We can compute the accuracy for each of the colour categories separately to analyse whether certain categories systematically obtain higher accuracy in comparison to the average. The figure below shows the individual colour categories averaged across all twenty-four tasks.

Internal representation

The comparison of networks/layers to human data has revealed a distinct division. Some networks/layers closely approximate human colour categories, while others fail to align with them. This raises the question of whether there is a fundamental difference in how these two groups of layers/networks represent colours. It is important to note that networks’ colour categories are determined through a winner-take-all operation on an eight-class distribution. This is essentially a discrete procedure where one colour wins the category while the rest are silenced. However, before the discretisation stage, the underlying representation is a continuous distribution of the winning ratio among pairs of colour categories, which is a matrix of size \(8 \times 8\). To compare the internal representations of colour categories in networks/layers, we calculated the average Spearman correlation coefficients on this eight-class confusion matrix for each Munsell chip.

CLIP - ImageNet

The continuous representation (upper triangle) exhibits better agreement across networks/layers compared to the discrete categories (lower triangle). The average correlation in categorical distributions (continuous) across all layers of CLIP/ImageNet ViT-B32/ResNet50 networks is \(0.63 \pm 0.12\). In contrast, the percentage of matching colour categories (discrete) shows both a lower average and higher standard deviation (\(0.54 \pm 0.18\)), indicating that the underlying continuous representations are significantly more similar than the discrete colour categories. This heightened correlation in the underlying continuous representation is particularly evident within the layers of a single network (depicted by dark-bordered squares; \(r_s=0.72 \pm 0.04\)), and it is notably pronounced in ViT networks.

Taskonomy

The presented comparisons between networks are averaged over layerwise values (i.e., six layers). The first notable observation is the low ratio of matching colour categories across all 24 Taskonomy networks (purple cells in the lower triangle). This observation is not surprising, given the substantial variation in accuracy when explaining human data across different tasks. A second noteworthy pattern is the moderate green cells in the upper triangle, indicating a decent correlation (\(r_s=0.65\)) in the categorical distribution of most visual tasks, except the networks trained on 2D tasks (blue labels). This strongly suggests that although the winner colour categories for these networks are notably different, the underlying representation is not significantly dissimilar.

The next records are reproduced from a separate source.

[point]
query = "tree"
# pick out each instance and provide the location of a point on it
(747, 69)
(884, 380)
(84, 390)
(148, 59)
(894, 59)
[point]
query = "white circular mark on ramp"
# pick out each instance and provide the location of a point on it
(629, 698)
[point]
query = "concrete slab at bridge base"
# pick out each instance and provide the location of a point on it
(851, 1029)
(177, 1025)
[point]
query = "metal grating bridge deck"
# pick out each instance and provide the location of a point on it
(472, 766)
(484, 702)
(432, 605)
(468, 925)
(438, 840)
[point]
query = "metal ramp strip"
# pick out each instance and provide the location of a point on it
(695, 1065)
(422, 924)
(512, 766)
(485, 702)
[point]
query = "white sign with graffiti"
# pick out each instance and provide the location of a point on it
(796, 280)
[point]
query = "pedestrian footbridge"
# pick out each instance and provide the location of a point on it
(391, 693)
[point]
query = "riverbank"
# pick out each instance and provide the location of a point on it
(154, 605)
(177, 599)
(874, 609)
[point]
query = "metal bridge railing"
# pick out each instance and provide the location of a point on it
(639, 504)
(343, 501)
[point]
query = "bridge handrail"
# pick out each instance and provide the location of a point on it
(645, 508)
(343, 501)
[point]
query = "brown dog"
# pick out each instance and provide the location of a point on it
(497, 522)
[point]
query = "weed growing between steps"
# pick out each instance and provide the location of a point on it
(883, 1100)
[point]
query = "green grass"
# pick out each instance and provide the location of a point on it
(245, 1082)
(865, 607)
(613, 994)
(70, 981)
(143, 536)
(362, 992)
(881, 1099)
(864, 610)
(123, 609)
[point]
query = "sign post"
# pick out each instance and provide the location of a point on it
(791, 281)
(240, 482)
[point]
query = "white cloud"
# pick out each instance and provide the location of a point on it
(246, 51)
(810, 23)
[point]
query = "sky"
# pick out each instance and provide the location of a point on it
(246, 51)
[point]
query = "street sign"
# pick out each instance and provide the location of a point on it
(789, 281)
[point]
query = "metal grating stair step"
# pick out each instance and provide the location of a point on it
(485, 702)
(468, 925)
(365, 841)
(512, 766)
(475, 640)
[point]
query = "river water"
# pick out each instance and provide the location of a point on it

Rainbow qualitative prediction

So far we have looked at the network’s prediction of Munsell chips and analysed them quantitatively. We can now qualitatively look at the network’s prediction of the rainbow image. Overall, we can observe that the networks’ prediction, at deeper layers, captures well our categorical perception. The language prediction particularly stands out. The only difference between the network’s prediction and my subjective colour perception is the colour of cyan. But of course, the network was never prompted with this colour term.

Additional colour terms

We tested the language models with an additional colour term cyan to check whether it could perfectly predict our perception of the rainbow. The results are presented in the figure below. We can see that both CLIP models, irrespective of the architecture of their vision encoder predict the cyan rings in between blue and green categories.

Discussion

Unimodal vision models explain 85% of human data.
The remaining 15% is explained by multimodal vision-language models.
Categorical colour perception is a free-from-language representation, although its development is influenced by linguistic terms.